Bock Christoph, Walter Jörn, Paulsen Martina, Lengauer Thomas
Max-Planck-Institut für Informatik, Saarbrücken, Germany.
PLoS Comput Biol. 2007 Jun;3(6):e110. doi: 10.1371/journal.pcbi.0030110. Epub 2007 May 2.
CpG islands were originally identified by epigenetic and functional properties, namely, absence of DNA methylation and frequent promoter association. However, this concept was quickly replaced by simple DNA sequence criteria, which allowed for genome-wide annotation of CpG islands in the absence of large-scale epigenetic datasets. Although widely used, the current CpG island criteria incur significant disadvantages: (1) reliance on arbitrary threshold parameters that bear little biological justification, (2) failure to account for widespread heterogeneity among CpG islands, and (3) apparent lack of specificity when applied to the human genome. This study is driven by the idea that a quantitative score of "CpG island strength" that incorporates epigenetic and functional aspects can help resolve these issues. We construct an epigenome prediction pipeline that links the DNA sequence of CpG islands to their epigenetic states, including DNA methylation, histone modifications, and chromatin accessibility. By training support vector machines on epigenetic data for CpG islands on human Chromosomes 21 and 22, we identify informative DNA attributes that correlate with open versus compact chromatin structures. These DNA attributes are used to predict the epigenetic states of all CpG islands genome-wide. Combining predictions for multiple epigenetic features, we estimate the inherent CpG island strength for each CpG island in the human genome, i.e., its inherent tendency to exhibit an open and transcriptionally competent chromatin structure. We extensively validate our results on independent datasets, showing that the CpG island strength predictions are applicable and informative across different tissues and cell types, and we derive improved maps of predicted "bona fide" CpG islands.

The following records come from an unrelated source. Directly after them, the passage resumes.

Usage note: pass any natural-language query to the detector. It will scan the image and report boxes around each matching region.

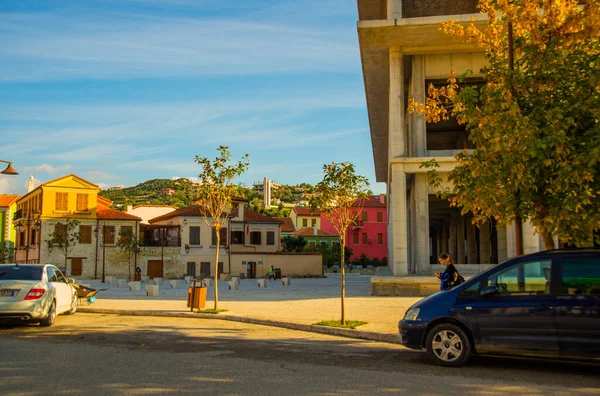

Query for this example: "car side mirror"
[479,286,500,297]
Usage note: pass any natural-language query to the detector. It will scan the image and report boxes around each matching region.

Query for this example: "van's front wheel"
[426,323,472,367]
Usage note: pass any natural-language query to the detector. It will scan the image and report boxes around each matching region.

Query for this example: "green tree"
[310,162,369,324]
[195,146,250,310]
[46,219,79,275]
[117,228,140,280]
[408,0,600,249]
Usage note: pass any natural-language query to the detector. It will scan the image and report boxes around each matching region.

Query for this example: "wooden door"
[148,260,163,279]
[200,262,210,279]
[71,258,83,276]
[187,261,196,278]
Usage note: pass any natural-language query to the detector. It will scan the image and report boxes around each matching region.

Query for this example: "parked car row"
[0,264,78,326]
[398,249,600,366]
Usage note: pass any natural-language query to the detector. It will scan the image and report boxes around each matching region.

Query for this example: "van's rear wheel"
[426,323,472,367]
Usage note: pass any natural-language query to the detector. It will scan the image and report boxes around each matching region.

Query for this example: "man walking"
[269,266,275,280]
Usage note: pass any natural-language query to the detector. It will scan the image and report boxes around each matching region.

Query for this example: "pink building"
[320,194,388,260]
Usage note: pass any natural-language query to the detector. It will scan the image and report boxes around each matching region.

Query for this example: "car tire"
[40,301,56,326]
[425,323,472,367]
[66,295,79,315]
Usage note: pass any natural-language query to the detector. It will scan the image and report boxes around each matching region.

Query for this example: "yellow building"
[14,174,140,278]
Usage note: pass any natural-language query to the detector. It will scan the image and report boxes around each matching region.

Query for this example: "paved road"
[0,313,600,396]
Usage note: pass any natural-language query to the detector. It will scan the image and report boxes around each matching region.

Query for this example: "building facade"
[0,194,21,263]
[358,0,543,276]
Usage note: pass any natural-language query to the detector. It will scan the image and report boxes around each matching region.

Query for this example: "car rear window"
[0,265,44,280]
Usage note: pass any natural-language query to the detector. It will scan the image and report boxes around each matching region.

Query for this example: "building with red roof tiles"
[0,194,21,263]
[147,200,322,278]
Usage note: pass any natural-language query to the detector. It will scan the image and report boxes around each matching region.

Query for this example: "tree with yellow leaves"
[408,0,600,249]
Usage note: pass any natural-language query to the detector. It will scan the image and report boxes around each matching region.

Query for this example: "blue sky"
[0,0,385,194]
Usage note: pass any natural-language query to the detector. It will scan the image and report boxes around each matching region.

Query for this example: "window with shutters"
[231,231,244,245]
[119,226,133,243]
[103,226,115,245]
[189,227,200,246]
[211,228,227,246]
[54,223,67,241]
[77,194,88,212]
[250,231,261,245]
[267,231,275,245]
[56,193,69,211]
[79,225,92,244]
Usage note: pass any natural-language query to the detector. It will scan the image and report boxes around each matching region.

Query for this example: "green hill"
[100,179,196,210]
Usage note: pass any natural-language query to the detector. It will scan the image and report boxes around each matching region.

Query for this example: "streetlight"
[0,160,19,175]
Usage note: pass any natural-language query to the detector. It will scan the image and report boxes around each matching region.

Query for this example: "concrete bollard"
[144,285,158,296]
[227,280,238,290]
[169,279,184,289]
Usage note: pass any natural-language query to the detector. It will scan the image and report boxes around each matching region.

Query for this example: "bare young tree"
[195,146,250,310]
[310,162,369,325]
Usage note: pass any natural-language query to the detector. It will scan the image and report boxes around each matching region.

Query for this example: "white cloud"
[0,10,359,81]
[23,164,72,175]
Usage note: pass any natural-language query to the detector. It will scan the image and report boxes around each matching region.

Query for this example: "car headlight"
[404,308,420,320]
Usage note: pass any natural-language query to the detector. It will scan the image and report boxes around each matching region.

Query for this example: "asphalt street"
[0,313,600,396]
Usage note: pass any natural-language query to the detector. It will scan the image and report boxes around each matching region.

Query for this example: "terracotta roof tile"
[293,227,340,238]
[96,205,142,221]
[279,217,296,232]
[148,205,207,223]
[0,194,21,208]
[292,206,321,216]
[352,195,387,209]
[244,208,283,223]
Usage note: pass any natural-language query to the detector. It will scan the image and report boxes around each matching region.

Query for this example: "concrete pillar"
[496,224,508,263]
[455,214,467,264]
[448,214,458,260]
[389,164,408,276]
[523,221,544,254]
[409,55,427,157]
[440,221,446,254]
[388,47,406,160]
[413,173,431,275]
[465,216,477,264]
[479,222,492,264]
[387,0,402,19]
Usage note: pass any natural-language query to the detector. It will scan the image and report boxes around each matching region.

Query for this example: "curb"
[77,308,402,344]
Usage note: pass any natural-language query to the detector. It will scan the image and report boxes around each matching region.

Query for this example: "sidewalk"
[79,274,420,342]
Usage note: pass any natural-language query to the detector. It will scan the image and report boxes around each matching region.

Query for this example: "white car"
[0,264,77,326]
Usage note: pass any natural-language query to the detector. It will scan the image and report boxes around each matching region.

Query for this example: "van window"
[561,257,600,294]
[488,260,552,296]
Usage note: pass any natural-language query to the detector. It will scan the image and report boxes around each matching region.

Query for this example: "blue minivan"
[398,249,600,367]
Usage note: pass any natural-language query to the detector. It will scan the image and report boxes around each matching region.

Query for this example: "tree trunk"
[540,230,555,250]
[340,232,346,326]
[214,227,221,311]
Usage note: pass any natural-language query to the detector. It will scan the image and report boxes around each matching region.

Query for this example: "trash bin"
[188,286,206,308]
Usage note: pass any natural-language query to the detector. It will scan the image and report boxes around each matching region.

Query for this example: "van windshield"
[0,265,44,280]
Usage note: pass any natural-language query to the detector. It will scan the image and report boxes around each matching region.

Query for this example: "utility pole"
[508,21,523,256]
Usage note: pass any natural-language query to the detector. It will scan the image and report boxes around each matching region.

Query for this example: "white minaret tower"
[27,175,35,193]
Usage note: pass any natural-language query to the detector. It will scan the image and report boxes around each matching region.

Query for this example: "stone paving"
[77,274,420,335]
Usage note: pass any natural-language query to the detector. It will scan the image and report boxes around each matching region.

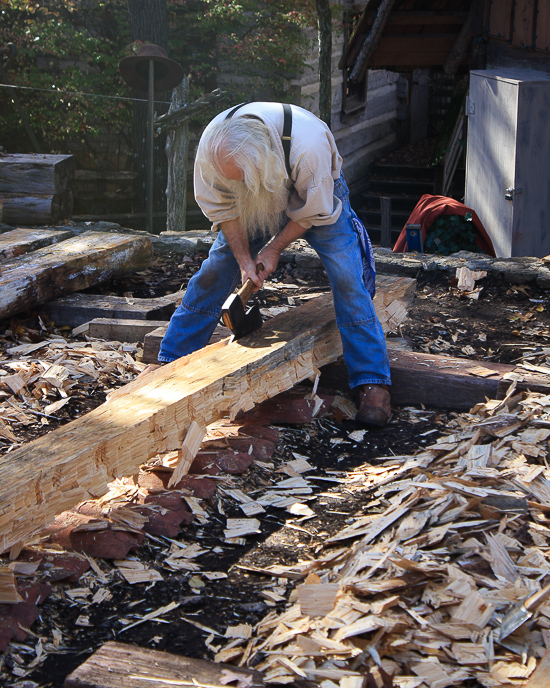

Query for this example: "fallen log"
[0,277,414,551]
[44,294,181,330]
[0,232,153,319]
[142,275,416,363]
[321,348,550,411]
[64,640,264,688]
[0,189,73,225]
[0,229,74,261]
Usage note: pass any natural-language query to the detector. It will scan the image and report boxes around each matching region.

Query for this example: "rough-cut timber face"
[0,232,153,318]
[0,229,73,262]
[0,278,414,551]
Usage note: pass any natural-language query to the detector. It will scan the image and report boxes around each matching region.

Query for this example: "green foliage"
[424,212,483,256]
[0,0,131,152]
[0,0,316,152]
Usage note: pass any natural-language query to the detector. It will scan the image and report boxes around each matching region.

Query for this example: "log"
[0,278,414,551]
[0,232,153,319]
[0,153,75,192]
[0,189,73,225]
[44,294,181,336]
[321,348,550,411]
[142,275,416,363]
[0,229,74,262]
[64,641,264,688]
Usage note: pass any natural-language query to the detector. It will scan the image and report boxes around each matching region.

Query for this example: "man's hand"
[256,244,281,285]
[239,258,269,293]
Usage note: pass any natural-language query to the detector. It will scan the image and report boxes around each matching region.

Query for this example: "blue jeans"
[158,176,391,388]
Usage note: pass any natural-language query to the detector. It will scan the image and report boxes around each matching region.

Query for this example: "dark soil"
[0,256,550,688]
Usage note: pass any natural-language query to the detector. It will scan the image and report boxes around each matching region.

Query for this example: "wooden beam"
[321,348,550,411]
[0,277,415,551]
[44,292,181,336]
[142,275,416,363]
[0,229,74,262]
[64,641,264,688]
[0,232,153,319]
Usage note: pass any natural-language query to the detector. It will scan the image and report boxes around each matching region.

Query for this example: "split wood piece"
[525,650,550,688]
[0,189,73,225]
[0,153,75,196]
[0,232,153,320]
[321,348,550,411]
[0,229,74,261]
[142,275,416,366]
[0,278,403,551]
[88,320,231,344]
[64,642,264,688]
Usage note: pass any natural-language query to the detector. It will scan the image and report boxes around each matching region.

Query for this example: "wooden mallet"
[222,263,264,339]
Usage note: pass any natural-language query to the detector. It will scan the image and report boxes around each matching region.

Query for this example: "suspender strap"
[225,103,292,178]
[225,103,248,119]
[282,103,292,179]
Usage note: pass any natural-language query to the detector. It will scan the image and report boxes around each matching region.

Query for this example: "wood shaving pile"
[216,389,550,688]
[0,337,144,445]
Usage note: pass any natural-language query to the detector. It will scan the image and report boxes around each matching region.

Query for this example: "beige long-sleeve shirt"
[194,102,342,229]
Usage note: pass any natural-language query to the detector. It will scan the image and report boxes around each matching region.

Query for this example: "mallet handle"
[237,263,264,306]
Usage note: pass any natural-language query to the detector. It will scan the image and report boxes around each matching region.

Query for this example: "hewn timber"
[142,275,416,363]
[0,229,74,262]
[0,189,73,225]
[88,318,231,344]
[0,153,75,192]
[0,278,414,551]
[65,641,264,688]
[0,232,153,318]
[321,348,550,411]
[44,294,181,336]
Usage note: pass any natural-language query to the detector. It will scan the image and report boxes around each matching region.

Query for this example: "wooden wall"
[485,0,550,53]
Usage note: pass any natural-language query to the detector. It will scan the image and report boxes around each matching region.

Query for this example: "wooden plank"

The mapping of CpG islands by epigenome prediction is conceptually superior to identifying CpG islands by widely used sequence criteria since it links CpG island detection to their characteristic epigenetic and functional states. And it is superior to purely experimental epigenome mapping for CpG island detection since it abstracts from specific properties that are limited to a single cell type or tissue. In addition, using computational epigenetics methods we could identify high correlation between the epigenome and characteristics of the DNA sequence, a finding which emphasizes the need for a better understanding of the mechanistic links between genome and epigenome.
CpG岛最初是根据表观遗传学和功能特性来识别的,即不存在DNA甲基化且频繁与启动子相关联。然而,这一概念很快被简单的DNA序列标准所取代,该标准使得在缺乏大规模表观遗传数据集的情况下也能对全基因组的CpG岛进行注释。尽管目前的CpG岛标准被广泛使用,但它存在显著缺点:(1)依赖几乎没有生物学依据的任意阈值参数;(2)未能考虑CpG岛之间广泛存在的异质性;(3)应用于人类基因组时明显缺乏特异性。本研究的出发点是,纳入表观遗传学和功能方面的“CpG岛强度”定量评分有助于解决这些问题。我们构建了一个表观基因组预测流程,将CpG岛的DNA序列与其表观遗传状态联系起来,包括DNA甲基化、组蛋白修饰和染色质可及性。通过在人类21号和22号染色体上的CpG岛表观遗传数据上训练支持向量机,我们识别出与开放型和致密型染色质结构相关的信息丰富的DNA属性。这些DNA属性用于预测全基因组所有CpG岛的表观遗传状态。结合对多种表观遗传特征的预测,我们估计了人类基因组中每个CpG岛的固有CpG岛强度,即其呈现开放且具有转录活性的染色质结构的固有倾向。我们在独立数据集上广泛验证了我们的结果,表明CpG岛强度预测在不同组织和细胞类型中都是适用且信息丰富的,并且我们得出了改进后的预测“真正的”CpG岛图谱。通过表观基因组预测来绘制CpG岛在概念上优于通过广泛使用的序列标准来识别CpG岛,因为它将CpG岛检测与其特征性的表观遗传和功能状态联系起来。并且它在检测CpG岛方面优于纯粹的实验性表观基因组图谱绘制,因为它从局限于单一细胞类型或组织的特定属性中抽象出来。此外,使用计算表观遗传学方法,我们能够识别表观基因组与DNA序列特征之间的高度相关性,这一发现强调了更好地理解基因组与表观基因组之间机制联系的必要性。